Malingsia Jalur Perdagangan Hewan Liar Kalimantan & Sumatera

Arfi Bambani Amri - detikcom

Kuala Lumpur - Cina merupakan pasar penjualan hewan-hewan liar selundupan dari Indonesia. Cara menyelundupkannya? Hewan-hewan asal Kalimantan dan Sumatera itu dibawa melalui Malingsia.


Demikian diungkapkan pengamat jaringan perdagangan hewan liar dari lembaga Traffic, Chris Shepherd, di Kuala Lumpur, Malingsia, seperti dilansir AFP, Minggu (13/5/2007).

Pemasok-pemasok hewan dari Sumatera dan Kalimantan secara rutin menyelundupkan melalui Malingsia. Hewan-hewan yang diperjualbelikan adalah penyu, kura-kura, beberapa spesies ular, badak Sumatera, harimau dan rusa sambar.

"Sindikat penjahat berada di belakang perdagangan ini. Keadaannya sudah sangat membahayakan bagi kehidupan liar, termasuk di hutan Malingsia," cetus Shepherd.

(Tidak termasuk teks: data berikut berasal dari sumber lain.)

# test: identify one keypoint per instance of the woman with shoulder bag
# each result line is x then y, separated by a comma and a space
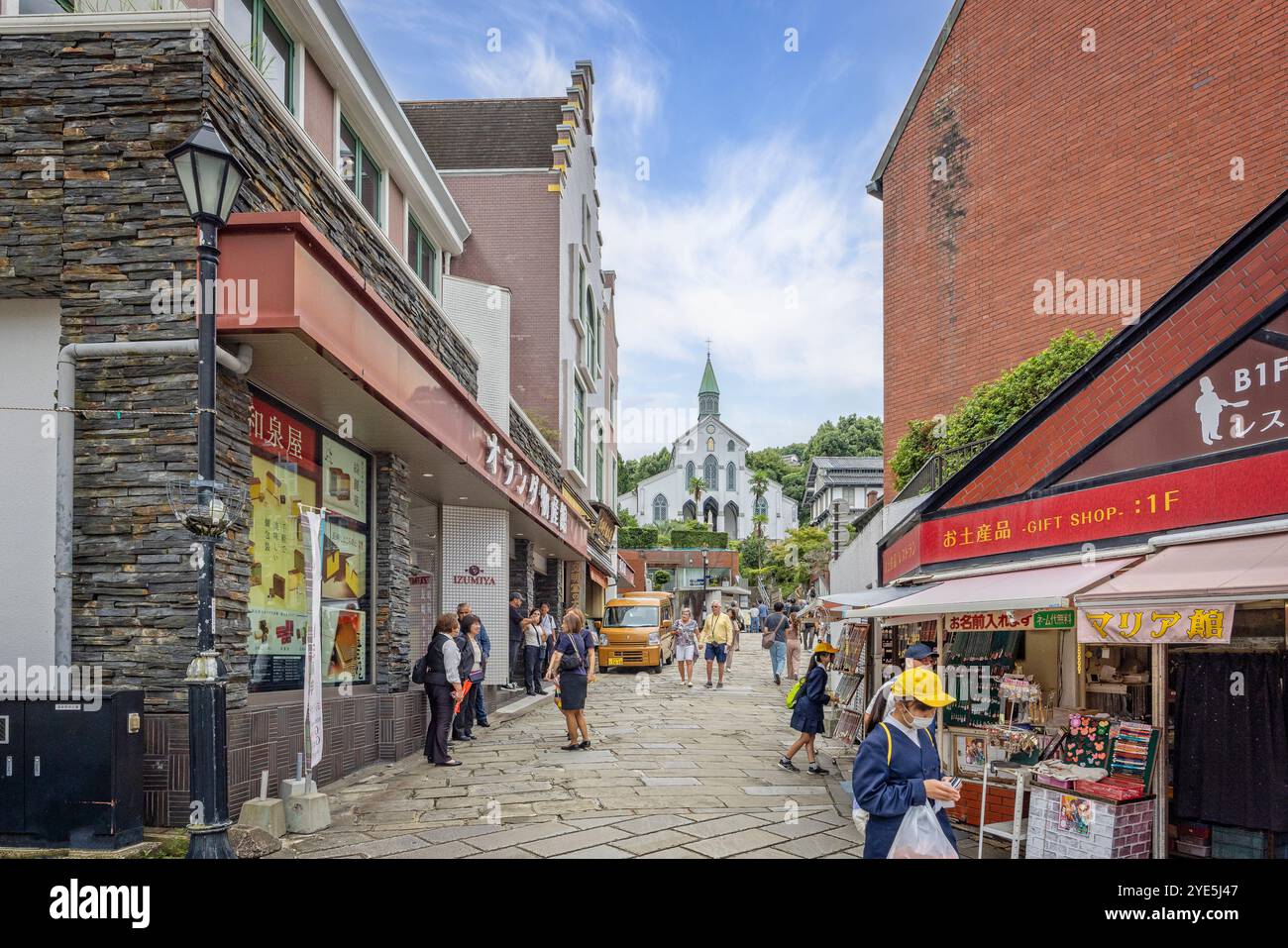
472, 678
442, 677
575, 660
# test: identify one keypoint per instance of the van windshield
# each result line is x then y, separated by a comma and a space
631, 616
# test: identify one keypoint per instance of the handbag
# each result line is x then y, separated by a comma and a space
571, 661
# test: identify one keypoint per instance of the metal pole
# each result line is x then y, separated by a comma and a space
206, 678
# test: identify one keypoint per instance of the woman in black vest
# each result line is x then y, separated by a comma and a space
442, 687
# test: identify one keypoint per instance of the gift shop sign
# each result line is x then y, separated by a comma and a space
1222, 492
1154, 625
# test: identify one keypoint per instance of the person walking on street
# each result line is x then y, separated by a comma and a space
776, 630
735, 623
549, 630
686, 630
472, 677
807, 712
515, 643
716, 635
464, 609
442, 687
898, 767
915, 656
578, 666
532, 649
793, 644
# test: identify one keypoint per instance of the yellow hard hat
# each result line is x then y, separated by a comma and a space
921, 685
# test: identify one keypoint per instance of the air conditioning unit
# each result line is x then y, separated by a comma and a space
71, 772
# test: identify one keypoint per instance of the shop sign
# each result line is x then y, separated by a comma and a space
1223, 492
475, 576
1054, 618
1205, 623
1239, 399
990, 621
526, 487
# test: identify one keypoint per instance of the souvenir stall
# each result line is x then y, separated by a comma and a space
1160, 464
1207, 622
1008, 655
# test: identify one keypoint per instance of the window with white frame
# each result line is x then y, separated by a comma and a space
579, 436
265, 40
421, 256
361, 172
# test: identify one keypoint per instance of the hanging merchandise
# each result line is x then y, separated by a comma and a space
1087, 743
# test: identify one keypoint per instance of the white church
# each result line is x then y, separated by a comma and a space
717, 455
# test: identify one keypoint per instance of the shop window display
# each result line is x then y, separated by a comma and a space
294, 464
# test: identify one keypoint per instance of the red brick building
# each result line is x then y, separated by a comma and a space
1099, 141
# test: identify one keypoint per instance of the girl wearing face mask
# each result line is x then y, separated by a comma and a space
898, 764
807, 712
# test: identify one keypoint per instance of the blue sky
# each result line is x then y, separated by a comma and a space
752, 227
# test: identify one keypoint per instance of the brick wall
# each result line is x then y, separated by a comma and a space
1113, 163
514, 243
1124, 831
1206, 320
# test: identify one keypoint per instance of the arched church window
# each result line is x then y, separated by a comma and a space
660, 509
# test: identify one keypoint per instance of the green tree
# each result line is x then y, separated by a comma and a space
630, 473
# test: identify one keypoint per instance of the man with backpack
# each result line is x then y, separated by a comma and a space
917, 656
774, 638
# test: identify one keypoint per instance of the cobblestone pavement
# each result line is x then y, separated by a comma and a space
674, 772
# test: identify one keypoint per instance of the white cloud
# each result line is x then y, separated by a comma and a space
767, 219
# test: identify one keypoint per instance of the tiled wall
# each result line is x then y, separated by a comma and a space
476, 571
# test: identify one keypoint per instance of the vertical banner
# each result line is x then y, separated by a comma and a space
313, 635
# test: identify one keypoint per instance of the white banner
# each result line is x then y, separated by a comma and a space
313, 636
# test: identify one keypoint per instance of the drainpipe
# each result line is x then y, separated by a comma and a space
65, 450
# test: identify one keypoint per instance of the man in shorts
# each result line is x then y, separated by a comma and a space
716, 635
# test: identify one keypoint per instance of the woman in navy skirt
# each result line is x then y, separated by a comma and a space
807, 714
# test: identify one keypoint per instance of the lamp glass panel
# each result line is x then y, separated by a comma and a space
231, 187
210, 178
184, 168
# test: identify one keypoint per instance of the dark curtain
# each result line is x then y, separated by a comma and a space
1232, 753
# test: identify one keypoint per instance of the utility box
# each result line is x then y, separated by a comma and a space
71, 772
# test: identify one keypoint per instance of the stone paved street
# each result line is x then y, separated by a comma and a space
674, 773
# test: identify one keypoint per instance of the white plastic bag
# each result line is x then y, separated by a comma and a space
921, 837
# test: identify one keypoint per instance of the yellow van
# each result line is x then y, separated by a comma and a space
636, 631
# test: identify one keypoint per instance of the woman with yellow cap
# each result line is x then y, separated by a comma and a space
898, 764
807, 712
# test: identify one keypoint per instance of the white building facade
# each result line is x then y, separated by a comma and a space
716, 454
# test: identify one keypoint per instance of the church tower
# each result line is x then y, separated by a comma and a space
708, 393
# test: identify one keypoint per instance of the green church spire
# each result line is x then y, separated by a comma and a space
708, 393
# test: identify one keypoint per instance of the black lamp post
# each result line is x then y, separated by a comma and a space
210, 176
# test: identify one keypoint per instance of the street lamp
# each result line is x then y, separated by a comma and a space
210, 176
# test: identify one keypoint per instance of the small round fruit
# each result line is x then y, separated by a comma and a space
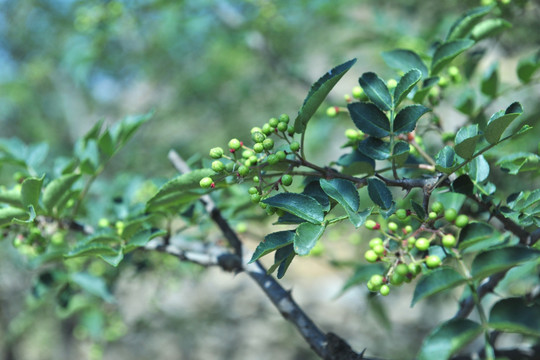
216, 153
371, 256
268, 144
449, 241
206, 182
284, 118
450, 214
258, 147
437, 207
401, 214
243, 170
402, 269
286, 180
332, 111
218, 166
375, 241
422, 244
273, 122
379, 249
258, 137
462, 221
433, 261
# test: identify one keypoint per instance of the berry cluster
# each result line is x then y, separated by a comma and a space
405, 248
243, 162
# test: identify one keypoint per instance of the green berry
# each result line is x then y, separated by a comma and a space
433, 261
282, 127
258, 147
401, 214
351, 134
286, 180
273, 122
258, 137
384, 290
422, 244
206, 182
371, 256
375, 241
402, 269
449, 241
437, 207
272, 159
234, 144
391, 84
462, 221
379, 249
216, 153
267, 129
450, 214
332, 111
218, 166
243, 170
268, 144
372, 225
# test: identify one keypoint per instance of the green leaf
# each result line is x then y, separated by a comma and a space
445, 159
515, 315
406, 119
379, 193
404, 60
499, 122
370, 119
418, 209
436, 281
479, 169
527, 67
92, 284
300, 205
374, 148
142, 238
446, 52
489, 27
306, 237
343, 191
56, 189
465, 102
30, 191
273, 242
405, 85
318, 92
376, 90
178, 188
462, 27
466, 140
490, 81
448, 338
427, 84
474, 233
493, 261
518, 162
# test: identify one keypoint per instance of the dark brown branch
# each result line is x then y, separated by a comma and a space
327, 346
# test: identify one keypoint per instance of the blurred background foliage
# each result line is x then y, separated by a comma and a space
210, 70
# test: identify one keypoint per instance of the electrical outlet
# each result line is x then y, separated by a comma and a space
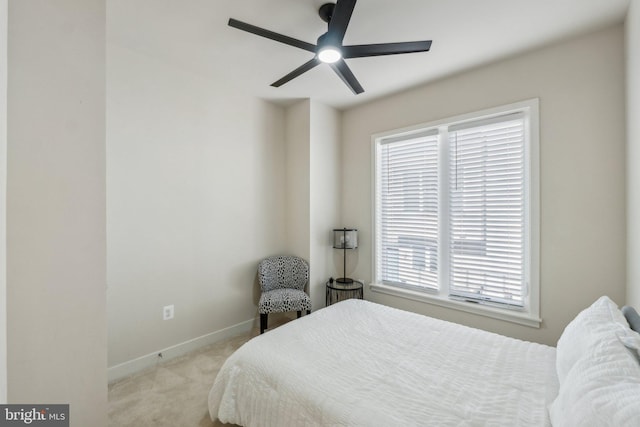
167, 312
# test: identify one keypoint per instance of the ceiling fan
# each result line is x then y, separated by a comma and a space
329, 48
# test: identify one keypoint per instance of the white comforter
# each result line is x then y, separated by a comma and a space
356, 363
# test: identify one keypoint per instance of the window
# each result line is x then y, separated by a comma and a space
455, 213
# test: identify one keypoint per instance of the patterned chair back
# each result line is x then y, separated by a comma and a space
283, 271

Bagaimana cara hewan-hewan yang sebagian dilindungi itu sampai ke Cina? Para perantara di Malingsia menggunakan jalan darat melalui Thailand. Kemudian dari Thailand dibawa ke Cina.
Perdagangan gelap ini merupakan bisnis besar. Selain untuk dipelihara, hewan-hewan tersebut juga digunakan untuk pengobatan dan makanan. Beberapa jenis hewan tersebut dikonsumsi sebagai makanan di Cina dan Malingsia.

"Saya memperkirakan nilai perdagangan ilegal itu sekitar jutaan dolar Malingsia setiap tahunnya," ungkap Shepherd.

"Jika perdagangan gelap ini tidak dihentikan, saya khawatir kehidupan liar itu akan punah," tandas Shepherd yang lembaganya, Traffic, merupakan hasil kerjasama dua lembaga internasional pemerhati konservasi, World Wildlife Fund (WWF) dan World Conservation Union (WCU).